The Socialist Party USA seems a good place to begin, possessing a 100-year-long pedigree of campaigning for democratic socialism (www.sp-usa.org). Unfortunately the first logical port of call (‘About us’) does not make clear where the party stands. Featuring instead an account of the party’s fractious history, it gives an impression that the party is one of faction fights rather than socialist struggle, and would have been better used in conjunction with a general statement of principles. The ‘News/info’ section helps fill some of the gaps, linking to The Socialist (the party’s occasional journal), a few party statements and a three-year-old cache of press releases (incredibly nothing about September 11, let alone the wars in Afghanistan and Iraq has been archived).

Far more useful are the downloads available from the literature section. Its statement of principles, ‘Socialism as radical democracy’, should really be the first thing viewers see when visiting this site. In one fell swoop it answers the questions and objections most leftists will be familiar with concerning the nature of socialism, while setting out a socialist strategy built around an understanding of extreme democracy. The main problem with the document is that not enough emphasis is placed on class struggle - a weakness which does not make clear that working class interests and the fight for consistent democracy are identical. Still, the more economistically inclined amongst us could do worse than give it a critical look.

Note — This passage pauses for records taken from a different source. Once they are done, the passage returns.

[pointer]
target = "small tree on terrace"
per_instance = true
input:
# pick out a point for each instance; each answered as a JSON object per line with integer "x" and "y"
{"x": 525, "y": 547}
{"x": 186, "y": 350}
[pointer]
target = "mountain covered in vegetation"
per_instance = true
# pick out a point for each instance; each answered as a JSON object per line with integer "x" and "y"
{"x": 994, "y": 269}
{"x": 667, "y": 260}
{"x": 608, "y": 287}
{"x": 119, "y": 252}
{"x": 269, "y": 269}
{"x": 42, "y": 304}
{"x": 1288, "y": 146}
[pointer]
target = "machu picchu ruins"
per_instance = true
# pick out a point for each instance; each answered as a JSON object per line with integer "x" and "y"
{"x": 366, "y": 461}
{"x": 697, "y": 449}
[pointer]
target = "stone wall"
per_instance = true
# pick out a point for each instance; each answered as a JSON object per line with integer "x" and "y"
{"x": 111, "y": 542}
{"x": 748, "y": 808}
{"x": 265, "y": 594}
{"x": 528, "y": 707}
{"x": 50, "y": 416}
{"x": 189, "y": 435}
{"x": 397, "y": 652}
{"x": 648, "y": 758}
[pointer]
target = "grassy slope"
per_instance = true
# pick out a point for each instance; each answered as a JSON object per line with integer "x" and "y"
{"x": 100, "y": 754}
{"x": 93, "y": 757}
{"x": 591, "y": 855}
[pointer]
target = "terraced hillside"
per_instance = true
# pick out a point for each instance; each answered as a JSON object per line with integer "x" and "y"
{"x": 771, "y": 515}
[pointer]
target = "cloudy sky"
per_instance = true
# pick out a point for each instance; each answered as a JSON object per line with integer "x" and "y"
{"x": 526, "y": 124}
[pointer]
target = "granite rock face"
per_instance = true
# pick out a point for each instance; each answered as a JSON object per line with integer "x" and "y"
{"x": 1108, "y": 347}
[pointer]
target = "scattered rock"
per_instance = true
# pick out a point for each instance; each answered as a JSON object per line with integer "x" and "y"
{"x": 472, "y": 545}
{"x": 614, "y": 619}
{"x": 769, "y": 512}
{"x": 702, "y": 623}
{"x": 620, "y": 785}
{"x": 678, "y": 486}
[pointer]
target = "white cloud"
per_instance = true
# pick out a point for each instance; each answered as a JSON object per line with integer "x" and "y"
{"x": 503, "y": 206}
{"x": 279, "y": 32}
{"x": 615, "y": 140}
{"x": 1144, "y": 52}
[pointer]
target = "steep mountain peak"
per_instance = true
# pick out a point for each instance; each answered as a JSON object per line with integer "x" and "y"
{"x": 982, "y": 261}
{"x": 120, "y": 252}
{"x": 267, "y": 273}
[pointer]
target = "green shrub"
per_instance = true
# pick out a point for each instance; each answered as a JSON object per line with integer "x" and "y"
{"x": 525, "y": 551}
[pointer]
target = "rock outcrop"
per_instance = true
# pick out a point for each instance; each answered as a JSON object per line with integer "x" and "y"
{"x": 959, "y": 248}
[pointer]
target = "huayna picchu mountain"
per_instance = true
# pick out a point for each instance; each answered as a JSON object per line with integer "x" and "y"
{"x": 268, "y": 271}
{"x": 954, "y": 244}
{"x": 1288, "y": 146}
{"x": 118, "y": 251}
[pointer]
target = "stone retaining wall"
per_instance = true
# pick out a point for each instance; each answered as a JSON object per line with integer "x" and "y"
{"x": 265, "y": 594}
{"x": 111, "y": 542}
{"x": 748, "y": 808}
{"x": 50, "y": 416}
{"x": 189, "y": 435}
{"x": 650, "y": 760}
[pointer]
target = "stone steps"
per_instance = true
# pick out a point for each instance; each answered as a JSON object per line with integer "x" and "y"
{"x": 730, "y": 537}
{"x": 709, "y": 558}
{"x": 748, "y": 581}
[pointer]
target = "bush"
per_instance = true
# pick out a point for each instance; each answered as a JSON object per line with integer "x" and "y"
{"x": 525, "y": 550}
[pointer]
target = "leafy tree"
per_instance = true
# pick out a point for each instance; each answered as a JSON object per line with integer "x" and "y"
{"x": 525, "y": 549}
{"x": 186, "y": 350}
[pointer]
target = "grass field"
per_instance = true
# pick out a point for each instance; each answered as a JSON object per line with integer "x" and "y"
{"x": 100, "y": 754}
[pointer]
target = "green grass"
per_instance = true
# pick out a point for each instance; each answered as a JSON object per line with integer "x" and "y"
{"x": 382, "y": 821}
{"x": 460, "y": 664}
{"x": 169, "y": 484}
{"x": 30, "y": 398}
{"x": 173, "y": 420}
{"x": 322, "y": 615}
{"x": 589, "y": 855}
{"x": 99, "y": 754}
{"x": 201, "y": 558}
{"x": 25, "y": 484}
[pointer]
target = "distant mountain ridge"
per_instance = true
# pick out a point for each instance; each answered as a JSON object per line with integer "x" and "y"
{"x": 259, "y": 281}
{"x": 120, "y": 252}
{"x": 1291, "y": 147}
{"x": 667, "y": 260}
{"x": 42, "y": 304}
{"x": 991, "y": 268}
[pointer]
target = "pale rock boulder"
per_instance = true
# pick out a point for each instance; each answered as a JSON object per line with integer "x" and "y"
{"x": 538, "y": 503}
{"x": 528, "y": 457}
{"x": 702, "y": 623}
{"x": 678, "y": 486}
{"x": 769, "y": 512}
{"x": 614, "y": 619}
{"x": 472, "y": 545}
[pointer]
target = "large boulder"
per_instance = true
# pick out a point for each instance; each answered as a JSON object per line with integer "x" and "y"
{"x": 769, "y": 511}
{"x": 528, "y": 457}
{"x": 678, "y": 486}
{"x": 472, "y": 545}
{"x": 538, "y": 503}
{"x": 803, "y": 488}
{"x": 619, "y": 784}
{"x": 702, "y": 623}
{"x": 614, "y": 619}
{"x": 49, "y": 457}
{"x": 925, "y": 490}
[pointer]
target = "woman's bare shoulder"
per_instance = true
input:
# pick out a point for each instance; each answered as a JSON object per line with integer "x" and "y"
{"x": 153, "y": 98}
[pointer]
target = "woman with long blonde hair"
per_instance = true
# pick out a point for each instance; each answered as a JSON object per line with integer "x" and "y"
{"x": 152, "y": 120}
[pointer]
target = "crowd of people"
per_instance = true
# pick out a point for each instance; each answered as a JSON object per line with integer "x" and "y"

www.votesocialist.org is the campaign site for comrades Walt Brown and Mary Alice Herbert, the SP’s presidential and vice-presidential nominees, and overall it serves as a better introduction than the party’s online home. The platform’s preamble is uncontroversial enough, but once again the two words, ‘class’ and ‘struggle’, are missing. For example, its ‘Labour’ section begins with: “The Socialist Party stands for worker control of all industry through the democratic organisation of the workplace” and makes a series of pledges supporting union drives, militant action, etc, but does not state that socialism is an outcome of the working class organising collectively to pursue its interests in the class struggle. Perhaps I am being too harsh, because the implication is there. Class struggle may not be spelt out, but the platform remains more radical than the electoralist fare offered by Respect and the Scottish Socialist Party on this side of the pond.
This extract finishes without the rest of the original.